Representatives from five Native American tribes and US government officials on June 22 signed a historic agreement placing Bears Ears National Monument in the joint care of the tribes and the federal government. The Utah park, encompassing roughly 1.8 million acres and comprising red rock canyons and active pasturelands and home to numerous petroglyphs and pictographs, will be comanaged by the Hopi Tribe, the Navajo Nation, Pueblo of Zuni, the Ute Indian Tribe of the Uintah and Ouray Reservation, and the Ute Mountain Ute Tribe in conjunction with the Interior Department’s Bureau of Land Management and the US Forest Service.
The signing marked the culmination of a years-long effort on the part of the tribes to gain control of their homelands, which have been inhabited by humans for thirteen thousand years. After years of attempting to regain control of their homelands, considered by Indigenous residents to contain sacred sites, the five tribal nations in 2015 converged to create the Bears Ears Inter-Tribal Coalition. Then-president Barack Obama in 2016 promised to transfer stewardship of the land to the tribes, as was permissible under the Antiquities Act of 1906, but did not manage to do so before leaving office. The Trump administration in 2017 redrew the monument’s boundaries, shrinking the site by 85 percent in a bid to extract resources and prompting the World Monuments Fund to proclaim it an endangered site. President Biden undid the boundary change in 2021.

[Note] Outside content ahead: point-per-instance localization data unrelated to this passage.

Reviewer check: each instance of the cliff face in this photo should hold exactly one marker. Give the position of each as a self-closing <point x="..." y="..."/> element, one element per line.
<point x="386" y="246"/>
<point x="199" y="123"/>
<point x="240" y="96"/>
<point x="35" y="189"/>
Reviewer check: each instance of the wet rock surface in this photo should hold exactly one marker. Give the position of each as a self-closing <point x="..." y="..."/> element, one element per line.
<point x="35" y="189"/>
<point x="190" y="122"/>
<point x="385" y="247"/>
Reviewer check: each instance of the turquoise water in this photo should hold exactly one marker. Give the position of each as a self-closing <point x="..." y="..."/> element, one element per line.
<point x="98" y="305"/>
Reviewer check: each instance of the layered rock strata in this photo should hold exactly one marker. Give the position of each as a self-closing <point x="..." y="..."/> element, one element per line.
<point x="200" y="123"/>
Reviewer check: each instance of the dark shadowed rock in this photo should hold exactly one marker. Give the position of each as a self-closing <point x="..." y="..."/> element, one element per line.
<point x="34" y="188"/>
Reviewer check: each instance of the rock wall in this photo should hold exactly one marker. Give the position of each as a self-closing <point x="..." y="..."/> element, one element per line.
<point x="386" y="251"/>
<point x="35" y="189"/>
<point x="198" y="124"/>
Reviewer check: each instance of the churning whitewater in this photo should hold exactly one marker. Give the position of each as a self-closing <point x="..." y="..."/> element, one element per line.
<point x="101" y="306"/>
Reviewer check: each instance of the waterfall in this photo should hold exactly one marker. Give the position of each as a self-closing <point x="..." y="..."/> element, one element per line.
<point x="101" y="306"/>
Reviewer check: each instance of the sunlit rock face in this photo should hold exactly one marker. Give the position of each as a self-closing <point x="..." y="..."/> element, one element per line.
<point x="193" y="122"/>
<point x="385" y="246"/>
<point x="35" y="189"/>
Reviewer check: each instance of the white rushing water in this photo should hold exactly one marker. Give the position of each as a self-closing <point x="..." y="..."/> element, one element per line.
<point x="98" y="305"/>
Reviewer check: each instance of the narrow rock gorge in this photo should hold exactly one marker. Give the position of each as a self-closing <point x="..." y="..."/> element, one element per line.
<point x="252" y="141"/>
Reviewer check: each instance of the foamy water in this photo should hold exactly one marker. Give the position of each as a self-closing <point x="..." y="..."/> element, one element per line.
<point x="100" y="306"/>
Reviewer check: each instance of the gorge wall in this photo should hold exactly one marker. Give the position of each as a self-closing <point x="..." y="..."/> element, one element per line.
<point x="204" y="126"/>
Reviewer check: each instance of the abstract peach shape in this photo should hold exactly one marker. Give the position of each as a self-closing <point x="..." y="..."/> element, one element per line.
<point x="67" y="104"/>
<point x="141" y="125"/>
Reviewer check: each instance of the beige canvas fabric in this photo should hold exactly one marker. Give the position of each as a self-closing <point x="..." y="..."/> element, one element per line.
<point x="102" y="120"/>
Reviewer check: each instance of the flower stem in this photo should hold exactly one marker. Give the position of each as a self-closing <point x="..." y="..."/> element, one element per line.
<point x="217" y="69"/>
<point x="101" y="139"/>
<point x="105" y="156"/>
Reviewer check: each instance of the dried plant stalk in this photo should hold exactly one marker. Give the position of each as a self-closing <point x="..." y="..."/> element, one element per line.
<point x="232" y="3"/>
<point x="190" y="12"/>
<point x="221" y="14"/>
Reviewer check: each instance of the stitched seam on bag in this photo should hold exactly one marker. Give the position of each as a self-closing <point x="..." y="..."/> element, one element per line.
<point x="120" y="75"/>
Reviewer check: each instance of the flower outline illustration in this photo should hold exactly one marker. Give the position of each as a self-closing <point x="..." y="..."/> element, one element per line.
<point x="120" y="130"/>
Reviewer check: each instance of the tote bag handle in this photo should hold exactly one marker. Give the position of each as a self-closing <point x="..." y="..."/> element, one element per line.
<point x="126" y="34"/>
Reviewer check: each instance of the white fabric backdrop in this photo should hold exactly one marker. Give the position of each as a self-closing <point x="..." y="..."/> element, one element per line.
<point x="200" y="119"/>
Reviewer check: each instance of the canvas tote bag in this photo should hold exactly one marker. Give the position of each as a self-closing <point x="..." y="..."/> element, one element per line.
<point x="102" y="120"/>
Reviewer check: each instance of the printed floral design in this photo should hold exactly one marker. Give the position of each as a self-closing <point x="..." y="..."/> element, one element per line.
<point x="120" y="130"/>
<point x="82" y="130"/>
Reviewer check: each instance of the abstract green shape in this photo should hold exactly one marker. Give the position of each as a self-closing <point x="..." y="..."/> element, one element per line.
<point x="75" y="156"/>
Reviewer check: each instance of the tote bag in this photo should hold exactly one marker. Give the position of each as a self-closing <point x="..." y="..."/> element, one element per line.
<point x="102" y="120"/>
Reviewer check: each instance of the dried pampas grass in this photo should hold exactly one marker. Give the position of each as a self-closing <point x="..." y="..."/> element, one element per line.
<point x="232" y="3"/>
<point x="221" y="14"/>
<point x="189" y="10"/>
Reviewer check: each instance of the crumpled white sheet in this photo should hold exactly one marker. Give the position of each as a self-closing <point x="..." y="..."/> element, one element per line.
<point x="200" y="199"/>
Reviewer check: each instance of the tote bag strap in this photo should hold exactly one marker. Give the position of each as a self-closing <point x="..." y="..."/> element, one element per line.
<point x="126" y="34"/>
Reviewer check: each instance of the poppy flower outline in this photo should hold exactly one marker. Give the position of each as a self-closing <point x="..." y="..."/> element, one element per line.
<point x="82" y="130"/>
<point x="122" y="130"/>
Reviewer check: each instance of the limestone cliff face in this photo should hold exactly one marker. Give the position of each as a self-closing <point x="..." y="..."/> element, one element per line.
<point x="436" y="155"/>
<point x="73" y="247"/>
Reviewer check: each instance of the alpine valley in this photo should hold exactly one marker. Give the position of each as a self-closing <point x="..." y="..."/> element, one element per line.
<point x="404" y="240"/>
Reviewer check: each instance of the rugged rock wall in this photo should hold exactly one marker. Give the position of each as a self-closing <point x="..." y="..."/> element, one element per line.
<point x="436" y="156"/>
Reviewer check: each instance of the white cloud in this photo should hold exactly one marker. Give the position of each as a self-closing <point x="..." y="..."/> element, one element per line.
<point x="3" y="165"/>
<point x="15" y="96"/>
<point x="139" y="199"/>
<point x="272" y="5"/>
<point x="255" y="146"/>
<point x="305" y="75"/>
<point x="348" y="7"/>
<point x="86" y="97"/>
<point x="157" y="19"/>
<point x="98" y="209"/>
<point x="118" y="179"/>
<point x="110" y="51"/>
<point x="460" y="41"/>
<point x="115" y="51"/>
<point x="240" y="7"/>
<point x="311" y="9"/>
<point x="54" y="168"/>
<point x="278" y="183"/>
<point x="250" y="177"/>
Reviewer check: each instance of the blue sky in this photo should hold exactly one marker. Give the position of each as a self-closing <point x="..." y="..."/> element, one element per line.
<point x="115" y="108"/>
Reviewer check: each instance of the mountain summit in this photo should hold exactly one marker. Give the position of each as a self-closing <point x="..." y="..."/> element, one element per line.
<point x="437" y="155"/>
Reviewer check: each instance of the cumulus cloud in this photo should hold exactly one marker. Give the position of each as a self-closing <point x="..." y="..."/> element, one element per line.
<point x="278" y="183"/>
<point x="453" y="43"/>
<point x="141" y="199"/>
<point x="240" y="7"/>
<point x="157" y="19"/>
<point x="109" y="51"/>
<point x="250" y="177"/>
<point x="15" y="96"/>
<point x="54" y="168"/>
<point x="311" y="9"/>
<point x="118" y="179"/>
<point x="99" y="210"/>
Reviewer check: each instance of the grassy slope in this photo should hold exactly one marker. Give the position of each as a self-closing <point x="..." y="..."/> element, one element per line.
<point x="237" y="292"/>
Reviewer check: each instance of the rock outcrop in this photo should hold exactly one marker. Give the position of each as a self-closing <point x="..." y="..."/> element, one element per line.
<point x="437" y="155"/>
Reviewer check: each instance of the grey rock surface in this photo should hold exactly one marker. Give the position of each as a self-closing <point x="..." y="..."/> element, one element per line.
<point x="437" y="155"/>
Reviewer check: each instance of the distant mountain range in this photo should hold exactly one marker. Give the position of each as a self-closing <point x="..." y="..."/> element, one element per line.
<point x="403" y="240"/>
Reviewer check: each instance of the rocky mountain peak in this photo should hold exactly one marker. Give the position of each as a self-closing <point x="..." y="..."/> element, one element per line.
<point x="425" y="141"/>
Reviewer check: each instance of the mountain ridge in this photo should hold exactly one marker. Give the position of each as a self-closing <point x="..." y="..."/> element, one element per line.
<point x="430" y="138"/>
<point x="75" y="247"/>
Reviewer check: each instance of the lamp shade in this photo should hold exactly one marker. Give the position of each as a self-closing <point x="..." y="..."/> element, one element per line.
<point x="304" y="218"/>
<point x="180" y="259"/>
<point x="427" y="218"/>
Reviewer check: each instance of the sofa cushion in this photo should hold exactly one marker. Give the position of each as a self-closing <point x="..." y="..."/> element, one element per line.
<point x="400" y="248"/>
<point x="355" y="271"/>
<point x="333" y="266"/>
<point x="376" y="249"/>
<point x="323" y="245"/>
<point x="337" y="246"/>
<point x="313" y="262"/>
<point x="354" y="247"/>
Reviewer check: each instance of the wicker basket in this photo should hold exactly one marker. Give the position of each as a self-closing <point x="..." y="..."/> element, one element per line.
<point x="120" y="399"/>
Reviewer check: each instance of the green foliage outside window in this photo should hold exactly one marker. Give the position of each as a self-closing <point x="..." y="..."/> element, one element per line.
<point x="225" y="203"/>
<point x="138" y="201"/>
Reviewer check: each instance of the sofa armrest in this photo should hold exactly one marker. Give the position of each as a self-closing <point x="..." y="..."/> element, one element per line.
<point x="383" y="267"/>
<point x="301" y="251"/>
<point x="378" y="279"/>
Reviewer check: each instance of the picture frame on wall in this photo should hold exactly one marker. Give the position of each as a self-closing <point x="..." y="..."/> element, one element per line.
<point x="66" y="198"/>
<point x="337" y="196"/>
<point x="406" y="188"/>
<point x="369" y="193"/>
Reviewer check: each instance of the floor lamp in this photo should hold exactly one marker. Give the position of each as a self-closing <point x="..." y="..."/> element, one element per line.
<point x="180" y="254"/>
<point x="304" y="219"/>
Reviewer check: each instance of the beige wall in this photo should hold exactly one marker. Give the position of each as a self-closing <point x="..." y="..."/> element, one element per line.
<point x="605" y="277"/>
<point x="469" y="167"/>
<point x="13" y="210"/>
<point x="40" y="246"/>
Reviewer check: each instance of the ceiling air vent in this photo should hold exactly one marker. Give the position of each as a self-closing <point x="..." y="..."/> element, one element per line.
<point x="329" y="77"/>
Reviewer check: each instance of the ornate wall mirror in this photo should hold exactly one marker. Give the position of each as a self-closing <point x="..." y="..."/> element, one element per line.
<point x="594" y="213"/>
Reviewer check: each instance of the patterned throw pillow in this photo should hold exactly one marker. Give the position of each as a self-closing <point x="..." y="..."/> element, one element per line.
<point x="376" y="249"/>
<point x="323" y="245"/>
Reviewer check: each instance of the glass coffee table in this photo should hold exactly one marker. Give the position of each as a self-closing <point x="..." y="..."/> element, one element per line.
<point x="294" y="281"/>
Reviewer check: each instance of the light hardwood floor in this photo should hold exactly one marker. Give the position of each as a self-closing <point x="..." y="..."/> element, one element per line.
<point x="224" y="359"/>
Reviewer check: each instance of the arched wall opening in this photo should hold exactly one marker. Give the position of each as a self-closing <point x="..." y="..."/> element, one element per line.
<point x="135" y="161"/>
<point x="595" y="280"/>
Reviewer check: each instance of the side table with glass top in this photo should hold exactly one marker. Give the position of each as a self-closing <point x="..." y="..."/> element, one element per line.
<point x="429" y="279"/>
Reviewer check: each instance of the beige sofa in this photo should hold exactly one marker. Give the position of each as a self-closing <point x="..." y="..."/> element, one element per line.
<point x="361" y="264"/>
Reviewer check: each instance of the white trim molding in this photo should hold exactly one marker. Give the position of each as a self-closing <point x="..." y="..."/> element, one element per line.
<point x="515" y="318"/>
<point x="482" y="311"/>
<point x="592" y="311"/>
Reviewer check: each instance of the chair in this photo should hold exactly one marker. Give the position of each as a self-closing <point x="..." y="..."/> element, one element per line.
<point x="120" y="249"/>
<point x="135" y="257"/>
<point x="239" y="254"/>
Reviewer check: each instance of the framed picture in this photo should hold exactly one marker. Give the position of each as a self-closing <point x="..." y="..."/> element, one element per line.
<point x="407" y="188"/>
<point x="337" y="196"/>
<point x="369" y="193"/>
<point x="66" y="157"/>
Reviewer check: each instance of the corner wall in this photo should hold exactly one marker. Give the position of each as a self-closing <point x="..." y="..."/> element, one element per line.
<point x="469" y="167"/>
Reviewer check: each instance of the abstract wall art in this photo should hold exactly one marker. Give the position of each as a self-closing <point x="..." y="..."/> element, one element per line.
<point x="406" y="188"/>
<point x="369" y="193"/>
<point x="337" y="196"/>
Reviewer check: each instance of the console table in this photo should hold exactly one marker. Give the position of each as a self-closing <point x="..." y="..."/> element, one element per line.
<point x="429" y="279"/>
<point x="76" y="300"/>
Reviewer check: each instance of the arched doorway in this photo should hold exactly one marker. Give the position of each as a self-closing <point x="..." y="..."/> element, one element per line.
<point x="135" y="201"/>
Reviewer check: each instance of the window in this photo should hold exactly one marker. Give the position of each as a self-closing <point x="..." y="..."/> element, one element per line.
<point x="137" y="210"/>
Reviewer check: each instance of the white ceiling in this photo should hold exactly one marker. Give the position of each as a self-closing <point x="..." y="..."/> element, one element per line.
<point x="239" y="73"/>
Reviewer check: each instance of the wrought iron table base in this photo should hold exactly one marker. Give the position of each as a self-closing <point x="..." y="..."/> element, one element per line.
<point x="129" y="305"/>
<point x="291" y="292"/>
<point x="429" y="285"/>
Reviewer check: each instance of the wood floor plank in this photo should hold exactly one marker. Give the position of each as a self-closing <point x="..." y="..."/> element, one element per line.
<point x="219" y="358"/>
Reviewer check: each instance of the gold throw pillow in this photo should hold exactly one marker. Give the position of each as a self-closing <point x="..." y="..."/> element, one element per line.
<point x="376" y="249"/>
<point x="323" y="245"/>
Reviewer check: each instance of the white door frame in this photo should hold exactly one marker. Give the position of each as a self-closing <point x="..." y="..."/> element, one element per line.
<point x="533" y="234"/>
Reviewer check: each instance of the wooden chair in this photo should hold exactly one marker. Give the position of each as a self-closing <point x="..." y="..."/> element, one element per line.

Bureau of Land Management Director Tracy Stone-Manning called the agreement “an important step as we move forward together to ensure that tribal expertise and traditional perspectives remain at the forefront of our joint decision-making for the Bears Ears National Monument.”
The move comes as the US Department of interior attempts to repair its relationships with Indigenous populations, whose citizens it has historically uprooted. “Today, instead of being removed from a landscape to make way for a public park, we are being invited back to our ancestral homelands to help repair them and plan for a resilient future,” said Carleton Bowekaty, cochair of the Bears Ears Commission and lieutenant governor of the Pueblo of Zuni.